Esta é a gênese teórica dos tais “especialistas em direitos humanos”. Mas há uma outra, prática, específica para o caso focado, que ocorreu paralelamente. Pode ser resumida na perversão sistemática de três conceitos para que se produzisse, ao longo do tempo, o efeito desejado na população, nas autoridades, nas universidades, nos consultórios psicológicos, e – o mais importante de todos – nas escolas primárias. Primeiro, polícia não presta, é constituída de assassinos truculentos cujo único propósito é torturar e matar. Segundo, bandido é bom, são apenas vítimas da violência policial e da sociedade em geral. Terceiro, foi preciso aprofundar este último inoculando a culpa pela criminalidade em cada uma das vítimas da bandidagem, a tal ponto que as pessoas não mais reajam indignadas mas pelo contrário, respondam automaticamente com um sentimento de culpa pelas “desigualdades sociais” que “causam” a bandidagem. Se a sociedade fosse mais justa não haveria bandidos, então é preciso eliminar as desigualdades para atingir a “justiça social” que transformará o planeta num paraíso! Criou-se um ciclo infernal no qual as pessoas se sentem culpadas por pagar seus protetores – a polícia – porque esta é descrita como instrumento de manutenção da ordem social injusta. Deste modo a sociedade volta-se contra aqueles que devem, podem e tentam protegê-la, evidentemente com as conhecidas exceções, criando maior violência pela arrogância dos bandidos protegidos pelos “direitos humanos” e a crescente perda de motivação por parte dos primeiros e isto serve para apontar mais defeitos, num ciclo que nunca termina. Chegou-se ao ponto de aprovar “leis que criminalizam a polícia e protegem os bandidos. Leis que desarmam os homens honestos e dão aos delinqüentes o monopólio do uso da força” (Olavo de Carvalho”).
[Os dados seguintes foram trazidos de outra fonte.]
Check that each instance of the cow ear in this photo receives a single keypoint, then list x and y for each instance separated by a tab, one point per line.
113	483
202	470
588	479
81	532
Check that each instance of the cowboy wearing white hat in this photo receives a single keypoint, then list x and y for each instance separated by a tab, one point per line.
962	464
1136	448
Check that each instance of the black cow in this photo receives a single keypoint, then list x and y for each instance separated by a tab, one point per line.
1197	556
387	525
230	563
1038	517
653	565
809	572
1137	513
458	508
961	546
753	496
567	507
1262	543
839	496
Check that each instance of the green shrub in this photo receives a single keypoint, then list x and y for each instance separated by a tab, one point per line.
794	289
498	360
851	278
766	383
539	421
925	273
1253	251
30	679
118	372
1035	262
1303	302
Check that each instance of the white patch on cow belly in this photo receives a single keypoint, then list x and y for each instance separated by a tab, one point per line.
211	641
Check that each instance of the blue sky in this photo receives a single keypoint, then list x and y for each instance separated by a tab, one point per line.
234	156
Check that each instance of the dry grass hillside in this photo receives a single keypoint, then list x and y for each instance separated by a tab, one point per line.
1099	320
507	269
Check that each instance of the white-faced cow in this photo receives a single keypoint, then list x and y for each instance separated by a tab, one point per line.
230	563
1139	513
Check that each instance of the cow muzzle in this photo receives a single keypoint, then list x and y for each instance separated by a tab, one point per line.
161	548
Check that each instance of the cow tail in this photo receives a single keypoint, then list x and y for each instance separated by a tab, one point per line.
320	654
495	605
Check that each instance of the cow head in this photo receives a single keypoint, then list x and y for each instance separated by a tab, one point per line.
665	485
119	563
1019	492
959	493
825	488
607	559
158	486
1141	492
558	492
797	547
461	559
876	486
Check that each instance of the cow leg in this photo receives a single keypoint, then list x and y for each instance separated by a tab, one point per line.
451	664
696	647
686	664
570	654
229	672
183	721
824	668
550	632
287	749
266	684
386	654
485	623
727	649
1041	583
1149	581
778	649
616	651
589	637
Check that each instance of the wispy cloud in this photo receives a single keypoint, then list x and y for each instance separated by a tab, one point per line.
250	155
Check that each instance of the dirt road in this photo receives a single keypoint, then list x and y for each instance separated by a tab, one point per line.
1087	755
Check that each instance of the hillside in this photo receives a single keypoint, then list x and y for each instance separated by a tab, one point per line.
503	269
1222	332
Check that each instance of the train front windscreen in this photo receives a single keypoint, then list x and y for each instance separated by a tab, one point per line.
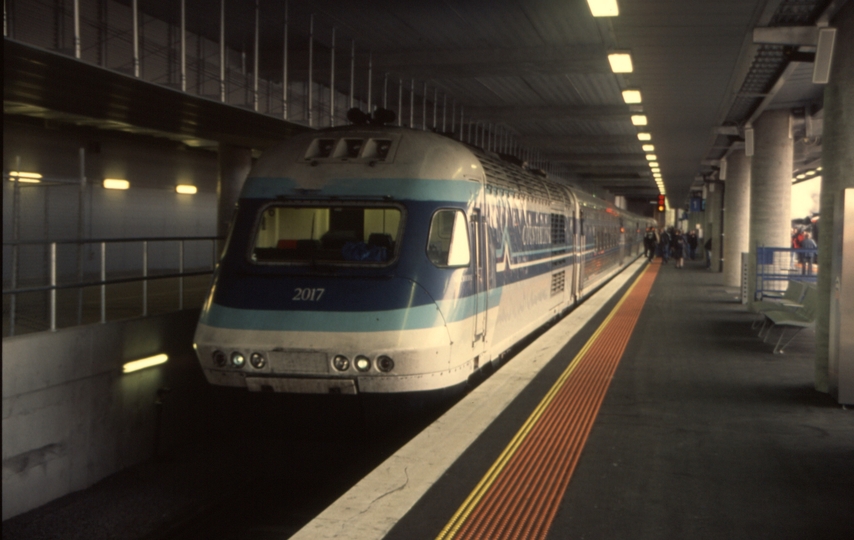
334	234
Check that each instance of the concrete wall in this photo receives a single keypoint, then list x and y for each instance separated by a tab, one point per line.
150	208
71	417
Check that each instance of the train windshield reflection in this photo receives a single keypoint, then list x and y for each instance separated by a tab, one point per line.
346	234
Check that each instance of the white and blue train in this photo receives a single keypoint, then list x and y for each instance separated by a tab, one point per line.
373	259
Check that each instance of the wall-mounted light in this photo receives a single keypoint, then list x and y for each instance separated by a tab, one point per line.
143	363
603	8
25	177
631	96
620	62
115	183
748	140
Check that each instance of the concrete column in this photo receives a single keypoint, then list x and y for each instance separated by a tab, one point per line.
736	216
234	165
770	187
714	225
837	156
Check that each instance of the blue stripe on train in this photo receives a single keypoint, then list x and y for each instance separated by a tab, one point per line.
412	318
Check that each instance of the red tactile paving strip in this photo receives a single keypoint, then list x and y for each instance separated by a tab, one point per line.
520	494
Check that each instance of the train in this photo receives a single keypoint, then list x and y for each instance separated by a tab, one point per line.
372	259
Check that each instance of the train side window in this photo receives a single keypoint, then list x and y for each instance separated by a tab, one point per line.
448	242
558	228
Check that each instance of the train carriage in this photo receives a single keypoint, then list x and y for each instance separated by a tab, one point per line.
375	259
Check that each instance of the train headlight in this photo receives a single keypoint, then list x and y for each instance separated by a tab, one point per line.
341	362
257	360
219	359
385	364
363	363
237	359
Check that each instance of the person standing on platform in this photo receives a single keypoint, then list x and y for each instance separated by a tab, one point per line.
808	258
678	248
708	247
692	243
664	245
649	242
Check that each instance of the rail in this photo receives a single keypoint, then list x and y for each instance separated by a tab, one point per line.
776	266
83	281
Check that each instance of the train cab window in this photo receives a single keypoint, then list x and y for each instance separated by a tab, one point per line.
448	242
330	234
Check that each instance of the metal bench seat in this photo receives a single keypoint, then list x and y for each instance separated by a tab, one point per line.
790	300
799	318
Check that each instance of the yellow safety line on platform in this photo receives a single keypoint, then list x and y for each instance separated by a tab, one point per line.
471	502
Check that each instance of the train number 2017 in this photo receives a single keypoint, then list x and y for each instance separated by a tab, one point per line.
307	295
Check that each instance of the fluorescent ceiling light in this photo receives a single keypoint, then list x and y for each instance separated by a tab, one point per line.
115	183
603	8
143	363
24	177
620	62
631	96
22	174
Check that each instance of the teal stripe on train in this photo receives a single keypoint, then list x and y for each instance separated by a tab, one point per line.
334	321
399	188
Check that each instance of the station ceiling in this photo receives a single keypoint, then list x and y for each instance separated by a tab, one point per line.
539	70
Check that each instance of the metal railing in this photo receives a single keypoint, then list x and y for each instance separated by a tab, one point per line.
83	280
776	266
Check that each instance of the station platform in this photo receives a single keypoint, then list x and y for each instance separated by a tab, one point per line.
651	411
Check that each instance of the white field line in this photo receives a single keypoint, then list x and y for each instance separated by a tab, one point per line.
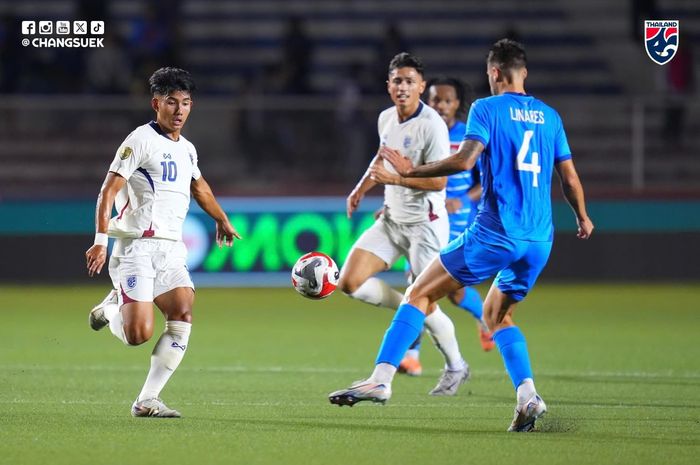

Está pronto o cenário para entender o que se passou com aquela reportagem. Os cidadãos comuns, espezinhados diariamente pelos meliantes e depreciados pela mídia, manifestaram suas revoltas pela exploração absurda de um ato de exercício de legítima autoridade, tendo alguns até elogiado a ação dos policiais. Mas isto porque desconhecem as razões “científicas” da criminalidade. Mas, os “especialistas” felizmente esclareceram as coisas “cientificamente”: cidadão de bem é explorador pertencente às classes dominantes; ladrões e assassinos são excluídos, vítimas da exploração; policiais, assim como militares, são agentes do aparelho de Estado com o qual os últimos exploram e oprimem os primeiros!

Ah, bom, eu só queria entender! Como é belo o saber “científico”!